Every entry includes:

FieldMeaning
tsISO timestamp.
decisionallow, deny, ask_allowed, ask_denied, ask_timeout.
toolThe tool name, e.g. execute_command.
operationDispatcher operation, e.g. exec for connect(exec:...).
targetArgument the matcher ran against (command / path / hostname).
modeActive mode at decision time.
sourcefloor, rule, or mode.
rule_idSha256 of the matched rule (empty if source != rule).
reasonReason from rule, floor message, or “no UI wired”.
input_digestSha256 of the full tool input — useful for correlating with logs.
ask_msMilliseconds spent waiting on a UI decision (only for ask_*).
hostnameCaller hostname, populated from gRPC metadata.
userCaller OAuth user, if available.

Sample entries

{"ts":"2026-04-25T12:34:56Z","decision":"allow","tool":"execute_command","target":"git status","mode":"default","source":"rule","rule_id":"abc123","reason":"developer convenience"} {"ts":"2026-04-25T12:35:11Z","decision":"deny","tool":"write_file","target":"/Users/me/.env","mode":"default","source":"floor","reason":"protected file suffix"} {"ts":"2026-04-25T12:35:42Z","decision":"ask_allowed","tool":"write_file","target":"/Users/me/projects/notes.md","mode":"default","source":"rule","rule_id":"def456","ask_ms":1834} {"ts":"2026-04-25T12:36:01Z","decision":"ask_timeout","tool":"execute_command","target":"npm test","mode":"default","source":"rule","rule_id":"def456","reason":"no UI wired","ask_ms":60000}

Common patterns

“What did the agent want last hour?”

cmdop permissions audit --since 1h | jq -s 'group_by(.tool) | map({tool: .[0].tool, count: length}) | sort_by(-.count)'

“Show me only blocked calls.”

cmdop permissions audit --decision deny --tail 100

“Find what triggered a specific rule.”

cmdop permissions audit --tail 1000 | jq 'select(.rule_id == "abc123")'

Retention

10 MB × 5 files locally. For longer retention, ship the file to a SIEM via your log shipper of choice (Vector, Fluent Bit, Datadog Agent). The path is stable across daemon restarts.

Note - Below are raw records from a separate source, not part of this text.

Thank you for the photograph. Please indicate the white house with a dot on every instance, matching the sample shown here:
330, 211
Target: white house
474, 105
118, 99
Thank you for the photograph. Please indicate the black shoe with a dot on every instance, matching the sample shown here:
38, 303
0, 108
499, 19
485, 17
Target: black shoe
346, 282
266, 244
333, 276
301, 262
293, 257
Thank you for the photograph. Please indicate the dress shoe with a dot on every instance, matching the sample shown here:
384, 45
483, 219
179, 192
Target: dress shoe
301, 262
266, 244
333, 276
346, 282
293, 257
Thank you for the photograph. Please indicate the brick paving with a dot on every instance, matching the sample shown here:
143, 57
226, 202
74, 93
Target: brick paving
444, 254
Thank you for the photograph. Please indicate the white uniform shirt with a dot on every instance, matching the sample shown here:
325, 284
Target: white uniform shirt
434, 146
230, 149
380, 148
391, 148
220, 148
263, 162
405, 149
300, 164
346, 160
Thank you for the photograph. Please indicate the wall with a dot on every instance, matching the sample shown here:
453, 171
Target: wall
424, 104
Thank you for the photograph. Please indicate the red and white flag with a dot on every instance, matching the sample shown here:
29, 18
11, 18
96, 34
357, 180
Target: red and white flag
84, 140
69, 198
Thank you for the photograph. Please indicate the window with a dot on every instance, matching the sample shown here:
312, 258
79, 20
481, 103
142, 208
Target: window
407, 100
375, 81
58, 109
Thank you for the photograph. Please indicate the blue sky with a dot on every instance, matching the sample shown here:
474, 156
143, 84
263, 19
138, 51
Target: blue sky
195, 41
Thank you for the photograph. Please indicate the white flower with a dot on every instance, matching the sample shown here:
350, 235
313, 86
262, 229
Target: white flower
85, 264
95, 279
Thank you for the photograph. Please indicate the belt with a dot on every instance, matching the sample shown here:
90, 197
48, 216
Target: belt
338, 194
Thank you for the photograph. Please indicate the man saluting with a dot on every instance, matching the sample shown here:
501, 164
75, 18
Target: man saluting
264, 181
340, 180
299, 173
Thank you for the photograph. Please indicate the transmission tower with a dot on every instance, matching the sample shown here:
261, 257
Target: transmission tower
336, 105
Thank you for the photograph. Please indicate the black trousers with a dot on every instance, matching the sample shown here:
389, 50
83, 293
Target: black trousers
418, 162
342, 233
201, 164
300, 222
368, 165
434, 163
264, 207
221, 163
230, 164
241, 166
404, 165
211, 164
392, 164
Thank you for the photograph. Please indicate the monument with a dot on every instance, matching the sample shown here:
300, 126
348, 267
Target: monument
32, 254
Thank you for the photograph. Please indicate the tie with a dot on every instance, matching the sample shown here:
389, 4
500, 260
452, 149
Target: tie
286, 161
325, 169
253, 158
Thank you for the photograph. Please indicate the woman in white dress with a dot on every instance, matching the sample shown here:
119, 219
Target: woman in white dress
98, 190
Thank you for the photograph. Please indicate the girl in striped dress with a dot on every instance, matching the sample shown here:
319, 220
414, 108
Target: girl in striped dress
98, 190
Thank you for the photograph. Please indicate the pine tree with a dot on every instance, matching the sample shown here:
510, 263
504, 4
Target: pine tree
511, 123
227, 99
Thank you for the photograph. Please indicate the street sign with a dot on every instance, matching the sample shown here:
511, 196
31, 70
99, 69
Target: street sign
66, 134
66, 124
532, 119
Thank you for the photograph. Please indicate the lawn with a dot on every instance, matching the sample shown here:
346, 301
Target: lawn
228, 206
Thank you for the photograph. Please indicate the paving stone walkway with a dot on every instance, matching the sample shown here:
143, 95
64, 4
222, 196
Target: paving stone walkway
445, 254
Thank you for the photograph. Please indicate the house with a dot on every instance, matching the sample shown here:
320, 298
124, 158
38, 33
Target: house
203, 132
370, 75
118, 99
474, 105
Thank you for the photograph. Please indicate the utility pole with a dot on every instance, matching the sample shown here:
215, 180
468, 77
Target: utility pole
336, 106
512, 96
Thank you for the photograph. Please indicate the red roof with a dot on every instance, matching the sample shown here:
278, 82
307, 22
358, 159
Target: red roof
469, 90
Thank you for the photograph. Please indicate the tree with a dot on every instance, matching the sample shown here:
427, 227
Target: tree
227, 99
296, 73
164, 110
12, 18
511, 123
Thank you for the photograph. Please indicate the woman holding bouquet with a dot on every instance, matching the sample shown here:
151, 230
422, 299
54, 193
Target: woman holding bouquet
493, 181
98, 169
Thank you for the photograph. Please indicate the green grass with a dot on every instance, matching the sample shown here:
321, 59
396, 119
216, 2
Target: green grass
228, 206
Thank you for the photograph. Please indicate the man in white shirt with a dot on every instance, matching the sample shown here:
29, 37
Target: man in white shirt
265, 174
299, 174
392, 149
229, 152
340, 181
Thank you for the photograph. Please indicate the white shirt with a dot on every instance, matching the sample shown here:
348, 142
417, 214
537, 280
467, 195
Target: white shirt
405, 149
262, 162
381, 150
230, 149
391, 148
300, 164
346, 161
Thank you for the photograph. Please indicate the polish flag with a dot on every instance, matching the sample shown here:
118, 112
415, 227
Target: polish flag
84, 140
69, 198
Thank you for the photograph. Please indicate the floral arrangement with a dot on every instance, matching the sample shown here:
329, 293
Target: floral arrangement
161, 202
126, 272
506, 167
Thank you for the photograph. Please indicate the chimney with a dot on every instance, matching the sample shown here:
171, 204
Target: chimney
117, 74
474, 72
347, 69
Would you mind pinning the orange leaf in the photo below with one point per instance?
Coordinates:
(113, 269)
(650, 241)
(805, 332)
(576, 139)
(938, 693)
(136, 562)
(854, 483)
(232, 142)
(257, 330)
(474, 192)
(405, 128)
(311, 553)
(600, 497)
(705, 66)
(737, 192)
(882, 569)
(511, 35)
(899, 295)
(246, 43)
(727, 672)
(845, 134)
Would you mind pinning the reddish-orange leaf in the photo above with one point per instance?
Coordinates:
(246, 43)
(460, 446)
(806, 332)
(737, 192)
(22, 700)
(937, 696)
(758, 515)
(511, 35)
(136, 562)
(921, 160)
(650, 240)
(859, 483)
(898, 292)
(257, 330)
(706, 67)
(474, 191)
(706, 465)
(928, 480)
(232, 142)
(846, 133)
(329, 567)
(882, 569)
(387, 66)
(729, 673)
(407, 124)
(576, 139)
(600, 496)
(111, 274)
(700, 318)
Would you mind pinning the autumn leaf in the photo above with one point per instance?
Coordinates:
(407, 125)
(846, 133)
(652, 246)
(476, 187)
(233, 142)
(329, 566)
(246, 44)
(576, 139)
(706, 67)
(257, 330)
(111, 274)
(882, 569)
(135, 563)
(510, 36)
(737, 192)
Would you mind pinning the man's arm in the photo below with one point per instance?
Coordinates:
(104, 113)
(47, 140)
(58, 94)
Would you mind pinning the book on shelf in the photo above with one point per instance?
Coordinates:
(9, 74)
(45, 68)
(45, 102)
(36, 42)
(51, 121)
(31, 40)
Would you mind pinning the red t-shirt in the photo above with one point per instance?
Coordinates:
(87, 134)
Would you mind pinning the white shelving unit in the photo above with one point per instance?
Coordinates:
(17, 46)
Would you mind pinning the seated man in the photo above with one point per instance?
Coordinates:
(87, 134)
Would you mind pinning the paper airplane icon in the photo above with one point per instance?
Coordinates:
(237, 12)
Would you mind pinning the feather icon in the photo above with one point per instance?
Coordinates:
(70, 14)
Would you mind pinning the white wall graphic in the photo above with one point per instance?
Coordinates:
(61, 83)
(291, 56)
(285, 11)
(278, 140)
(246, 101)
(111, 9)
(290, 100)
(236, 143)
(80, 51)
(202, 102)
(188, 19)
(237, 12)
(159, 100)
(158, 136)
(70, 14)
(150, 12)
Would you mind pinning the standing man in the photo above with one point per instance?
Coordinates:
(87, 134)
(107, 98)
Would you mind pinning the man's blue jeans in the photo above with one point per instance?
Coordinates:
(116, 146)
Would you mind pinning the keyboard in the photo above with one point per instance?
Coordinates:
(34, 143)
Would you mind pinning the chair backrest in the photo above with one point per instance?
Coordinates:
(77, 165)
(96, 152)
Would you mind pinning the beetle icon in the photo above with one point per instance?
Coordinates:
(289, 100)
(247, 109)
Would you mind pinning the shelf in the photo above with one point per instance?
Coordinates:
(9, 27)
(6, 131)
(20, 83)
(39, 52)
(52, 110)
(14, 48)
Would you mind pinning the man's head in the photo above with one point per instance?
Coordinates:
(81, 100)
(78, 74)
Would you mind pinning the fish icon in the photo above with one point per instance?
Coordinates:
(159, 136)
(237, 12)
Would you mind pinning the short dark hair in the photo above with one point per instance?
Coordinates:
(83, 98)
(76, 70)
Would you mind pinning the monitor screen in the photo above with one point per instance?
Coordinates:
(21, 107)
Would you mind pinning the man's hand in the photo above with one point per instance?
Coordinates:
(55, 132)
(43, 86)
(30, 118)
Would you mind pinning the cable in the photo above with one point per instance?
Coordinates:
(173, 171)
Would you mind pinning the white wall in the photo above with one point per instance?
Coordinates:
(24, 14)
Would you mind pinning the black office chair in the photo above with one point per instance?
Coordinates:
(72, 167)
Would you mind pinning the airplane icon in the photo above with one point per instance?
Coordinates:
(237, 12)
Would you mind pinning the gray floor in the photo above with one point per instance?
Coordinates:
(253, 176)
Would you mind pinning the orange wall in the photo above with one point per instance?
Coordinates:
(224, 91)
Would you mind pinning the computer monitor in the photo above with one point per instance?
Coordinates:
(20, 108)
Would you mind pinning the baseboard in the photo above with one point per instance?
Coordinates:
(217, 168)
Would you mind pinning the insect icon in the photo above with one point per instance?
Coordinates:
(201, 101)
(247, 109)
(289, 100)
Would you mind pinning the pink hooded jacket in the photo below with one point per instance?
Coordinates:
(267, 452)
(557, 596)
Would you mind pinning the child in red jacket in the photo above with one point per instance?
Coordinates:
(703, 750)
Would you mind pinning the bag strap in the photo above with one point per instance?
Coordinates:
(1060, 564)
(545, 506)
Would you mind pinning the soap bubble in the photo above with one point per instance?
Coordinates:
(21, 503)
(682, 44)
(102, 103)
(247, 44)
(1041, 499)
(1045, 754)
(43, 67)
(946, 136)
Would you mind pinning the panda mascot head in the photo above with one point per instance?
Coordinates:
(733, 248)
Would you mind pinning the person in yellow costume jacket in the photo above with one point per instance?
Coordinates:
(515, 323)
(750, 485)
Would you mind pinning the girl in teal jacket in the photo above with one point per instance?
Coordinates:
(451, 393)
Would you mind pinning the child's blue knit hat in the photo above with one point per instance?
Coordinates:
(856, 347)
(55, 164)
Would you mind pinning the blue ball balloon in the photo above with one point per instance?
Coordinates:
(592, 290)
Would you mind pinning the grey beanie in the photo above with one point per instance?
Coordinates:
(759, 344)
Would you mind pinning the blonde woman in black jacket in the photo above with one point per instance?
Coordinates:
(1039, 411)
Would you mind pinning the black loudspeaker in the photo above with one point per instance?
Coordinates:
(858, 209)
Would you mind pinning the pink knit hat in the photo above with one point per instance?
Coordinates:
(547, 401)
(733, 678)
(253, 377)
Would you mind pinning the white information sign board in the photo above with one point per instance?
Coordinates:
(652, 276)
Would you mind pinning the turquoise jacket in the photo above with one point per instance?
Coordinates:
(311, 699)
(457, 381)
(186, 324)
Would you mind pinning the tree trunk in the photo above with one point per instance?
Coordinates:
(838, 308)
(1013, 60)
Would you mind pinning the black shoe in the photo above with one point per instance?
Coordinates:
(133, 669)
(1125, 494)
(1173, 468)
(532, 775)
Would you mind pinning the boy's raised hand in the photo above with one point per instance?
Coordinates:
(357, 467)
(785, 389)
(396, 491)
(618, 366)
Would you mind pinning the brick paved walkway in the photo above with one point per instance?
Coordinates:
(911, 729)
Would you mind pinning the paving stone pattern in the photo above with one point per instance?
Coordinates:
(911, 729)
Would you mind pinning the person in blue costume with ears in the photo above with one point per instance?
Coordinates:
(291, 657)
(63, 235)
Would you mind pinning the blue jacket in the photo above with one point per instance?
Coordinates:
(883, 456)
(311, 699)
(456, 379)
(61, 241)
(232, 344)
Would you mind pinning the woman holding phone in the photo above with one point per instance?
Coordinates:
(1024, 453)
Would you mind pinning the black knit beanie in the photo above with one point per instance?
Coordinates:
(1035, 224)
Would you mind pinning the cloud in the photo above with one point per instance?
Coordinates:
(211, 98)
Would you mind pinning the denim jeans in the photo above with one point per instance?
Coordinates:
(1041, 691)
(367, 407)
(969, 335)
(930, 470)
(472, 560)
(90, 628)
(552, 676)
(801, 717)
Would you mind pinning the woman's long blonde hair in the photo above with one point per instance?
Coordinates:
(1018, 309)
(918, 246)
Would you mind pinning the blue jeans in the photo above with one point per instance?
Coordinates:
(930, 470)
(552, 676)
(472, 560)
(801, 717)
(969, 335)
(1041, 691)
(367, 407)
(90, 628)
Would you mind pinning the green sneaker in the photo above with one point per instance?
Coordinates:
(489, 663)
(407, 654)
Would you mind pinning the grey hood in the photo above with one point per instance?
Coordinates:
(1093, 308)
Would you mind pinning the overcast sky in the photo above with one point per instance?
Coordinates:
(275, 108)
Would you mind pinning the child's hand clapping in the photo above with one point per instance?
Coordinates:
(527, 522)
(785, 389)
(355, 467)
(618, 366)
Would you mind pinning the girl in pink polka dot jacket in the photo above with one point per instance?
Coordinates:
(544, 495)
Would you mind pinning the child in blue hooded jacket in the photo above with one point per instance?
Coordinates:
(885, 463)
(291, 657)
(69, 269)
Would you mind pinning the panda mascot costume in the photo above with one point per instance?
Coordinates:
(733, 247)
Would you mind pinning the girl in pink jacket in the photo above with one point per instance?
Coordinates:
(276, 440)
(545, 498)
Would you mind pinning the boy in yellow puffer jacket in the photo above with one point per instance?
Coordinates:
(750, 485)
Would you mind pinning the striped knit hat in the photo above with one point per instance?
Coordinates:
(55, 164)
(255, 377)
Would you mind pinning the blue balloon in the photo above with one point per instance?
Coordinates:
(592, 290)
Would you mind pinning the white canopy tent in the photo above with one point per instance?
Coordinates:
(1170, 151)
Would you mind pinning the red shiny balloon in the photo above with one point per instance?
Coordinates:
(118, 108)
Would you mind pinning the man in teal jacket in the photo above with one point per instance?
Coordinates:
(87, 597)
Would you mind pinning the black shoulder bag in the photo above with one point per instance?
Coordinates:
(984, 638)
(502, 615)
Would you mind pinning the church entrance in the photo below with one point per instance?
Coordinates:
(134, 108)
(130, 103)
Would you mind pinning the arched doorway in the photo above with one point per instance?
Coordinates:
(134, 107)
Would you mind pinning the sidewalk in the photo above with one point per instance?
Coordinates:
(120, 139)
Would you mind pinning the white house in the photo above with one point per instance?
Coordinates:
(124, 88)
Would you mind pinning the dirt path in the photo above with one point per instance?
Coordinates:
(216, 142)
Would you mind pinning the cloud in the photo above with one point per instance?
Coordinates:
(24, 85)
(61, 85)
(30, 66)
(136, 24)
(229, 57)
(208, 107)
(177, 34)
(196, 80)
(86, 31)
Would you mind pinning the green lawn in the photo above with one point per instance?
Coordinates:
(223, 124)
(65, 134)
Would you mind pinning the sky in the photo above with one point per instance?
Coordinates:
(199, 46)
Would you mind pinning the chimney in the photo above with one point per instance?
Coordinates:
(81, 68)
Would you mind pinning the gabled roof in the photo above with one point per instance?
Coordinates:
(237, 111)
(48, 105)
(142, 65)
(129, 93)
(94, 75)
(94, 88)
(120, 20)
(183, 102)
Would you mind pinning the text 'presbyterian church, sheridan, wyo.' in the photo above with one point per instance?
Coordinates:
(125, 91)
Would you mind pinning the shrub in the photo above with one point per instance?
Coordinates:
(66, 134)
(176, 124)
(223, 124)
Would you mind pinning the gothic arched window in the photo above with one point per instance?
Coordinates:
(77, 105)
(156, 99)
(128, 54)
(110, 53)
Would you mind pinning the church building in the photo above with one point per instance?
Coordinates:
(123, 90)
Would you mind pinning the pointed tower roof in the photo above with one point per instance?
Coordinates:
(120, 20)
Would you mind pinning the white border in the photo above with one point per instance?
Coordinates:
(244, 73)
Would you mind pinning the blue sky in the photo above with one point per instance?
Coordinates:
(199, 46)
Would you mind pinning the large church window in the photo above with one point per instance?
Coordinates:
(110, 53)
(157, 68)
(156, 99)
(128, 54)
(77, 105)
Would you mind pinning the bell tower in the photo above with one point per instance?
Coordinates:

The local audit log is local. If the machine is wiped or the disk fails, the audit history is gone. Ship to a centralized store for compliance.

Where the writer lives

internal/agent/permissions/audit.go writes JSON lines via lumberjack. The build-up function Build(BuildConfig) in internal/agent/permissions/build.go wires the audit logger to the gate at daemon start.